Also, I did bake this blog a birthday brownie, and I filmed myself doing it, so that video will be up in the next four days. But tomorrow is very busy.

Love always,
Clara

8.03.2009

HAPPY BIRTHDAY LOVE ALWAYS CLARA

One year of blogging insanity.

I spilled my coffee on myself today.

Mom: You need to change your shirt. You look like you're on an island.
Me: An island?
Mom: Yeah, like one of those survivor shows. But you didn't survive coffee break!

Expect a blog-brownie. Blogwnie? No. 
That was a terrible portmanteau.

Love always,
Clara

P.S. This is blog post 700. Wow.

8.01.2009

A noise!

There was, just now, A LOUD NOISE.
Mom: Clara, I think you should come down from the third floor.
Me: What? Why?
Mom: Remember when I was in that house and the roof caved in?

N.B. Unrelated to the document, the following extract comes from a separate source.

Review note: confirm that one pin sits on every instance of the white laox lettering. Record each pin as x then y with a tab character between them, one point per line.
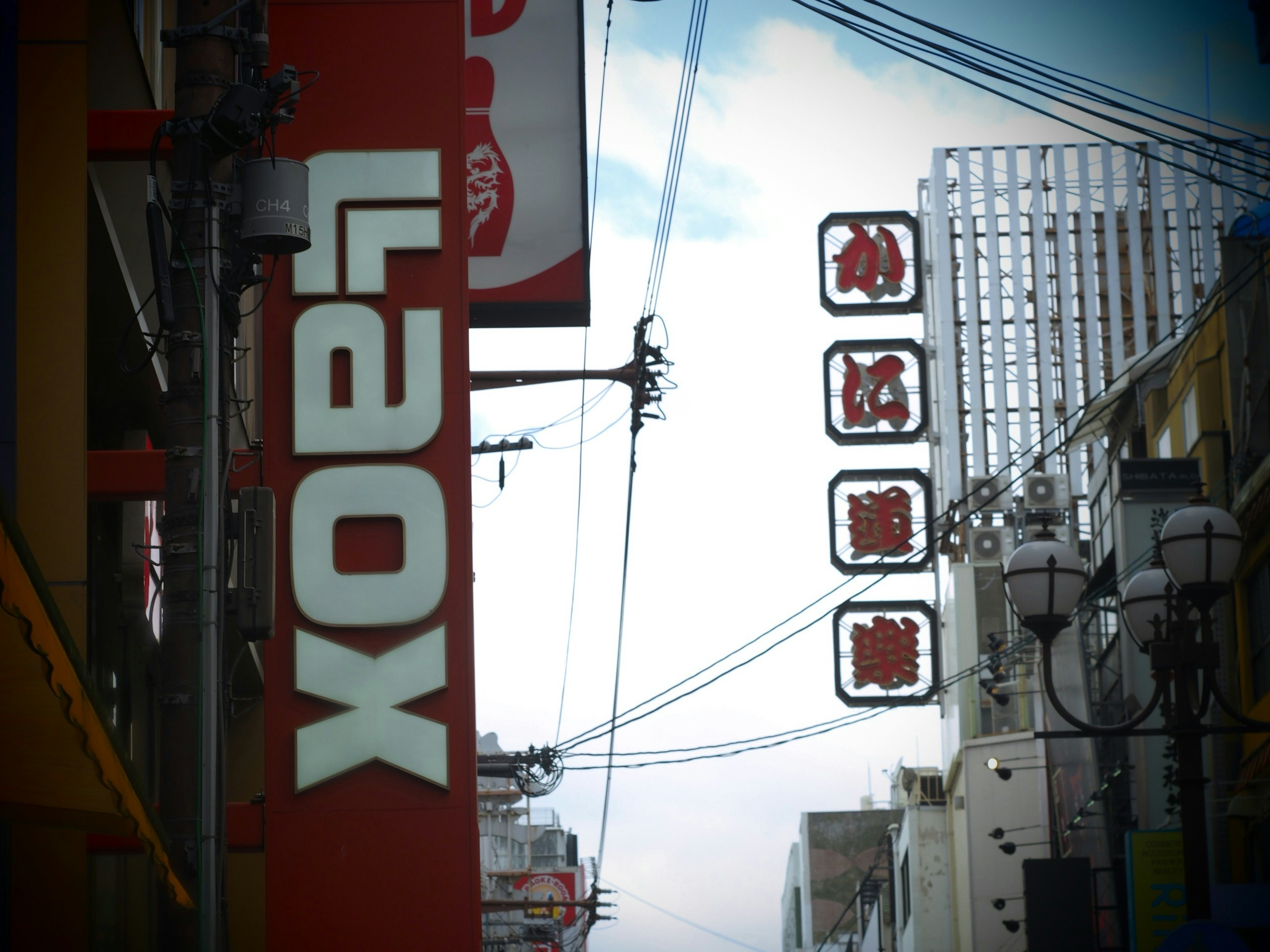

It made a sound like that.
Me: But there's no caved in roof
Mom: But maybe it's about to cave in
Me: So it made the noise in advance?

Later...

Mom:It might be that the ghost is mad we're leaving
Me: That's entirely possible
Mom: (to the ghost) Don't be mad, we have a very good friend coming. Don't worry. He's very nice

In other news, I had lunch with an old friend today. Whom I hadn't seen in a solid two years, and had only known for three weeks even then. But that was irrelevant. It was fun. I feel like we're sort of on the same wavelength anyways, so it wasn't an issue that it had been so long.
It's great when that happens.

And it was probably the most normal afternoon I've had in a long while, and I definitely needed that, what with all of the moving insanity.